Vakhtang Iagorashvili

Personal information
- Nickname: Vaho
- Nationality: Soviet Union Georgia United States
- Born: 5 April 1964 (age 62) Tbilisi, Georgian SSR, Soviet Union
- Height: 1.85 m (6 ft 1 in)
- Weight: 83 kg (183 lb)

Sport
- Sport: Modern pentathlon

Medal record
Men's modern pentathlon
Representing Soviet Union
Olympic Games
| Bronze medal – third place | 1988 Seoul | Individual |
Representing United States
Pan American Games
| Gold medal – first place | 2003 Santo Domingo | Individual |

= Vakhtang Iagorashvili =

Soviet modern pentathlete

Vakhtang "Vaho" Iagorashvili (born April 5, 1964 in Tbilisi, Georgia) is a Soviet modern pentathlete, who has been a member of three different Olympic teams during his sporting career.

Iagorashvili emerged as the top favorite to win the men's individual and team modern pentathlon in the late 1980s. As a competitor for the Soviet Union, he had won the bronze medal at the 1988 Summer Olympics in Seoul, and gold at the 1990 Goodwill Games in Seattle, became a three-time national champion for the team, and claimed multiple titles at the world championships. He also won three European titles (two golds and one bronze for the individual and team events). After the fall of the Soviet Union in 1991, Iagorashvili retired from his sport, and emigrated to the United States to work as a physical education instructor at the Austin Community College in Austin, Texas.

Iagorashvili eventually came out of retirement in 1995, and qualify for the men's modern pentathlon at the 1996 Summer Olympics in Atlanta, representing his birth nation Georgia. Vaho gained his U.S. citizenship in 2002 making him eligible to compete at the 2004 Summer Olympics in Athens. Between 1999 and 2004, Iagorashvili was appointed to be the coach of the U.S. Olympic Pentathlon Team.

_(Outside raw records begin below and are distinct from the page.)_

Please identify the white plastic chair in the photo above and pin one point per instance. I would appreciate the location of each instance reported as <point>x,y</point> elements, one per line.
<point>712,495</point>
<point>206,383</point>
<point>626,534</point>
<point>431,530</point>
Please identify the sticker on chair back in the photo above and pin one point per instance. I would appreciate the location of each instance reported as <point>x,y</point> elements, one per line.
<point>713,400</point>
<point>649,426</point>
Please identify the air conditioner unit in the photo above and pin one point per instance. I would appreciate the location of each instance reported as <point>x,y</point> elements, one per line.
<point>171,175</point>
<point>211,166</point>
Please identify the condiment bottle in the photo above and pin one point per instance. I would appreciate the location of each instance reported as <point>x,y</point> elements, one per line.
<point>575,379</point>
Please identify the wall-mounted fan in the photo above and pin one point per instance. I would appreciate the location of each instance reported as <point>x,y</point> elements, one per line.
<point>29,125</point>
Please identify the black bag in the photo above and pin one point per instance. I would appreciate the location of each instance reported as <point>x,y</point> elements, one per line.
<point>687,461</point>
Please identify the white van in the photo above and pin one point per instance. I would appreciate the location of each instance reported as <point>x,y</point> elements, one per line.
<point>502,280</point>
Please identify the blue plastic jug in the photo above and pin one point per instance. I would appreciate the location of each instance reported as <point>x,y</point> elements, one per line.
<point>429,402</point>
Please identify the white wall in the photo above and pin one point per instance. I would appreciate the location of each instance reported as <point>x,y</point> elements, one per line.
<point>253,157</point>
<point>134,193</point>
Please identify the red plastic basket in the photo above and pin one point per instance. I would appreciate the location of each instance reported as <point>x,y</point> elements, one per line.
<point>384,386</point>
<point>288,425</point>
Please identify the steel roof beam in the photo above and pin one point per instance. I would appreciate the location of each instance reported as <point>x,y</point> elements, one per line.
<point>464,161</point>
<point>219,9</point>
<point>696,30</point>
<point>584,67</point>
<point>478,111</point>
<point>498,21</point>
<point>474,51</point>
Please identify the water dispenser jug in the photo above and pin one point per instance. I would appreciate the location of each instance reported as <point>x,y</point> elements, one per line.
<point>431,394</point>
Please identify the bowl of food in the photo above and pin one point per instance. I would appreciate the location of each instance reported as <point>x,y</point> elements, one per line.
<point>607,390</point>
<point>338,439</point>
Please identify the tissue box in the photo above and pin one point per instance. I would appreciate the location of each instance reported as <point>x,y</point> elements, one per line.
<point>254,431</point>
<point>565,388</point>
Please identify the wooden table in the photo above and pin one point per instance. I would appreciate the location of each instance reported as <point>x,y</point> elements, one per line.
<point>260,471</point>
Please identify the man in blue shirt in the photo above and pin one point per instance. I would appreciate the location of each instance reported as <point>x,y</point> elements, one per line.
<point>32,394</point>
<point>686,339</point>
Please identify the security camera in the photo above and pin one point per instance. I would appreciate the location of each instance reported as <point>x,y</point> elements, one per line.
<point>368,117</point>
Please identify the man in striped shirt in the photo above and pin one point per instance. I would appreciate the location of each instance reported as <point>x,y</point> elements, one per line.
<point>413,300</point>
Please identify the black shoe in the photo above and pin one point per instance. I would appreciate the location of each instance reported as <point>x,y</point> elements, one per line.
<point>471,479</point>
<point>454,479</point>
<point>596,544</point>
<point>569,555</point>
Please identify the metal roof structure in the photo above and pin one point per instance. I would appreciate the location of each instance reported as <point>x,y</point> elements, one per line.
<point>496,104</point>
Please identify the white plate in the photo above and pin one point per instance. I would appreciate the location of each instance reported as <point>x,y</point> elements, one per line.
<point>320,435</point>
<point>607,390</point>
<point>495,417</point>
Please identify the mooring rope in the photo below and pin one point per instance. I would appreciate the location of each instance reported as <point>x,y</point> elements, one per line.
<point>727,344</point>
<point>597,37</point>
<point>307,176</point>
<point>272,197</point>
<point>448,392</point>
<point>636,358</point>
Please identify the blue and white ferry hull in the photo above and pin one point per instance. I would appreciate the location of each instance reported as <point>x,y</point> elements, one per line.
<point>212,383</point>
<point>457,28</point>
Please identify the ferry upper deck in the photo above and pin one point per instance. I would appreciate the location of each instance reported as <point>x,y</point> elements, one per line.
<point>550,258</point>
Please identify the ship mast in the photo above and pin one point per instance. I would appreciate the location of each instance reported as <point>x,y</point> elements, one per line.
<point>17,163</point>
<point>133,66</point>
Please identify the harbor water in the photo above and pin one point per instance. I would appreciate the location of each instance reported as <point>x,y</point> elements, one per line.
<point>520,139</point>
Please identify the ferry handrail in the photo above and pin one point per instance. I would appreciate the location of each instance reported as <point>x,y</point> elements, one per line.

Iagorashvili finally represented the United States at the 2004 Summer Olympics in Athens, after receiving an automatic qualifying place from the 2003 Pan American Games in Santo Domingo, where he won the gold medal. At the Olympics, he bettered his performance in the men's modern pentathlon event, finishing in ninth place with a score of 5,276 points.

Iagorashvili received a master's degree in physical education from Georgia Institute of Physical Cultures and Sport in Tbilisi, in 1985.

Iagorashvili was coaching both men's and women's fencing teams at Penn State University in University Park, Pennsylvania. Now he is head coach of the USA residential pentathlon program in Charlotte North Carolina. He was married to American modern pentathlete, Mary Beth Iagorashvili.